Środowisko osób niewidomych apeluje o utworzenie Narodowego Programu Rehabilitacji Osób Niewidomych i Słabowidzących.

„Program ten powinien zapewnić każdej osobie z dysfunkcją wzroku bez względu na miejsce zamieszkania dostęp do systematycznej, kompleksowej i interdyscyplinarnej pomocy w osiągnięciu maksymalnie samodzielnego, aktywnego i satysfakcjonującego funkcjonowania w życiu społecznym i zawodowym" - napisano w petycji przyjętej podczas ogólnopolskiego spotkania środowiska osób niewidomych i słabowidzących w Ustroniu Morskim (Zachodniopomorskie).

Zdaniem uczestników spotkania, petycja to reakcja na brak instytucjonalnego systemu rehabilitacji osób z dysfunkcją wzroku oraz narastające trudności organizacji pozarządowych w pozyskiwaniu pieniędzy na zaspokojenie potrzeb niewidomych, ociemniałych i tracących wzrok.

We wszystkich krajach Europy, ale także i na świecie rehabilitacja osób niewidomych jest finansowana z budżetu centralnego, albo z budżetu centralnego i budżetów lokalnych, a w Polsce robią to organizacje pozarządowe - powiedziała PAP w środę przewodnicząca zarządu głównego Polskiego Związku Niewidomych Anna Woźniak-Szymańska.

„Jeżeli Polski Związek Niewidomych przegra konkurs, bo stajemy do takiego w Państwowym Funduszu Rehabilitacji, to ja nie mam wtedy pieniędzy na rehabilitację niewidomych. To jest chore zjawisko" - dodała przewodnicząca.

„Ja nie mogę odpowiedzieć rodzicom, którym się urodzi niewidome dziecko albo osobie, która ulegnie wypadkowi samochodowemu i ociemnieje, że ja ich nie przyjmę na rehabilitację, bo przegrałam konkurs" - powiedziała Woźniak-Szymańska.

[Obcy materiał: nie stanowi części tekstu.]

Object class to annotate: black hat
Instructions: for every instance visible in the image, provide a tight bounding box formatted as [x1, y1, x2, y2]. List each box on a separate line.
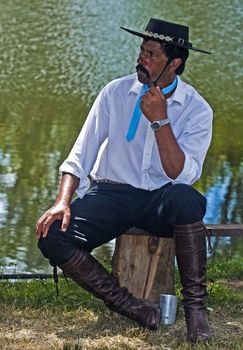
[121, 18, 211, 54]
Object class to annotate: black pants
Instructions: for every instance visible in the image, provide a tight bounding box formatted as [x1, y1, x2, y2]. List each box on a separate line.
[38, 182, 206, 266]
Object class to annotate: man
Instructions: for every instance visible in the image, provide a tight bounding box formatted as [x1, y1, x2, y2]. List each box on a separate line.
[37, 18, 213, 343]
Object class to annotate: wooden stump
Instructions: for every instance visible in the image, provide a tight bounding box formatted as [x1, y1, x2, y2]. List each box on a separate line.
[112, 228, 175, 303]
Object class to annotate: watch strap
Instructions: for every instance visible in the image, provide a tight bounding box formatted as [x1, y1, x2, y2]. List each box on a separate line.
[150, 118, 170, 130]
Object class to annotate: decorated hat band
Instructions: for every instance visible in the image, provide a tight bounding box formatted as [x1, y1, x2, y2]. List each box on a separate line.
[121, 18, 211, 54]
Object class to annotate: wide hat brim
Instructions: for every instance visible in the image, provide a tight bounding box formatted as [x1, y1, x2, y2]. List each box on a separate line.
[121, 26, 211, 55]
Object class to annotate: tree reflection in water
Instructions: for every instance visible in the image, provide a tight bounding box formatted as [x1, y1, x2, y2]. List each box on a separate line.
[0, 0, 243, 272]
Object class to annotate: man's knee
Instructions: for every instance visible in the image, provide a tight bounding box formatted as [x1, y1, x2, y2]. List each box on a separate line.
[37, 220, 76, 266]
[164, 184, 206, 224]
[167, 184, 206, 206]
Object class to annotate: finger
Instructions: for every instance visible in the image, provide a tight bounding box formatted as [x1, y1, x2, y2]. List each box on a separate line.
[140, 97, 146, 107]
[144, 88, 155, 98]
[60, 211, 71, 232]
[148, 85, 163, 97]
[148, 86, 158, 95]
[141, 93, 153, 107]
[42, 216, 57, 238]
[36, 223, 44, 239]
[150, 85, 163, 97]
[36, 213, 48, 239]
[142, 92, 150, 101]
[155, 85, 166, 100]
[36, 213, 47, 230]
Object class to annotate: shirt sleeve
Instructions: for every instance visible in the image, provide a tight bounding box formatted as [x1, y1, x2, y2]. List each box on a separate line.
[59, 85, 110, 198]
[171, 104, 213, 185]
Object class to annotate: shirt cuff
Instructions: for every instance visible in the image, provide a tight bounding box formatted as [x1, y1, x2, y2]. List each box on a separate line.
[171, 154, 199, 185]
[59, 162, 90, 199]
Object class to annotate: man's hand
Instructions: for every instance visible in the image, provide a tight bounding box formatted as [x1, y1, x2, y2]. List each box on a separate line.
[36, 201, 71, 239]
[140, 86, 167, 122]
[36, 173, 79, 239]
[140, 86, 185, 179]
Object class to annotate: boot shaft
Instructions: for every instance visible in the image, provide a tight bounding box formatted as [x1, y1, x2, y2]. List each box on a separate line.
[59, 248, 160, 330]
[173, 221, 212, 342]
[174, 221, 208, 305]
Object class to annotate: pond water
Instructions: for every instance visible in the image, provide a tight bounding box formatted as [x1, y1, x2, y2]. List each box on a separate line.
[0, 0, 243, 273]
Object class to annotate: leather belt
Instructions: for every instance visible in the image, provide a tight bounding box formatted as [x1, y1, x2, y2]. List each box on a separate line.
[93, 179, 123, 185]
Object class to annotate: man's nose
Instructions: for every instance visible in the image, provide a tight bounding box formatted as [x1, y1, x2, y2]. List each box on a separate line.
[137, 55, 145, 65]
[137, 50, 147, 64]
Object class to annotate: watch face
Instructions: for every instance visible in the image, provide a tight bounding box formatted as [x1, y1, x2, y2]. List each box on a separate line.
[151, 121, 161, 130]
[150, 119, 170, 130]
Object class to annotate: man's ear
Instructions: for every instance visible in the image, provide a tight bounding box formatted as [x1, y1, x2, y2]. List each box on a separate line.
[169, 57, 182, 72]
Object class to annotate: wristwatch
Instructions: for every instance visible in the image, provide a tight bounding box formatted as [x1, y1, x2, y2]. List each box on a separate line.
[150, 118, 170, 131]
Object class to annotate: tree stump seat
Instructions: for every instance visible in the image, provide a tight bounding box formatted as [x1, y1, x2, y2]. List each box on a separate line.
[111, 224, 243, 303]
[112, 227, 175, 303]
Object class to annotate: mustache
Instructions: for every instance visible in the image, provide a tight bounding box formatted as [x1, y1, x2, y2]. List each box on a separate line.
[136, 64, 150, 79]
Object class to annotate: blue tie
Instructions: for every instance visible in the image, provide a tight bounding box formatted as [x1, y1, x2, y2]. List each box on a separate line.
[126, 76, 178, 142]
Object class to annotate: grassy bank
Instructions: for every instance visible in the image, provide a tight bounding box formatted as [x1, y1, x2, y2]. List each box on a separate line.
[0, 255, 242, 350]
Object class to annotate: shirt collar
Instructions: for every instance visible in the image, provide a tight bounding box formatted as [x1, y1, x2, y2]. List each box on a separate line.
[129, 74, 186, 106]
[128, 74, 143, 96]
[168, 76, 185, 106]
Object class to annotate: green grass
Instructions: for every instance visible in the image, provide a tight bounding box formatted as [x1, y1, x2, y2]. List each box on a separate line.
[0, 255, 242, 350]
[0, 278, 104, 312]
[207, 254, 243, 280]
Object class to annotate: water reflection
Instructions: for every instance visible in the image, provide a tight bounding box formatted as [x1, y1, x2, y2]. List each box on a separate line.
[204, 161, 243, 224]
[0, 0, 242, 272]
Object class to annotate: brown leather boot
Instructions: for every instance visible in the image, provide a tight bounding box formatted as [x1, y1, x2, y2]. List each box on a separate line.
[173, 221, 212, 343]
[59, 248, 160, 330]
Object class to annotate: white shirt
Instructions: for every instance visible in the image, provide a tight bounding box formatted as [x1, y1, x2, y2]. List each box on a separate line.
[60, 73, 213, 199]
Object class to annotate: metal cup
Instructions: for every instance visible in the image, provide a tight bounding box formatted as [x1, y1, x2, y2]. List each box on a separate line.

W przypadku oślepnięcia rehabilitację podstawową powinno zapewnić państwo - uważa Woźniak-Szymańska. Jak dodała, środki na rehabilitację można także podzielić pomiędzy państwo, a władze lokalne.

„Jeżeli ta pomoc jest nieudzielona szybko, to bardzo trudno jest namówić później osobę po utracie wzroku do jakiejkolwiek aktywności. Bez nauki metod bezwzrokowych i bez wsparcia psychologów taka osoba nie jest w stanie sama sobie poradzić; albo popada w depresję, albo w alkoholizm, albo sobie życie odbiera, bo takich samobójstw mamy także bardzo dużo w Polsce" - dodała Woźniak-Szymańska.

Jak zapewniła przewodnicząca, petycja ma trafić do premier Beaty Szydło.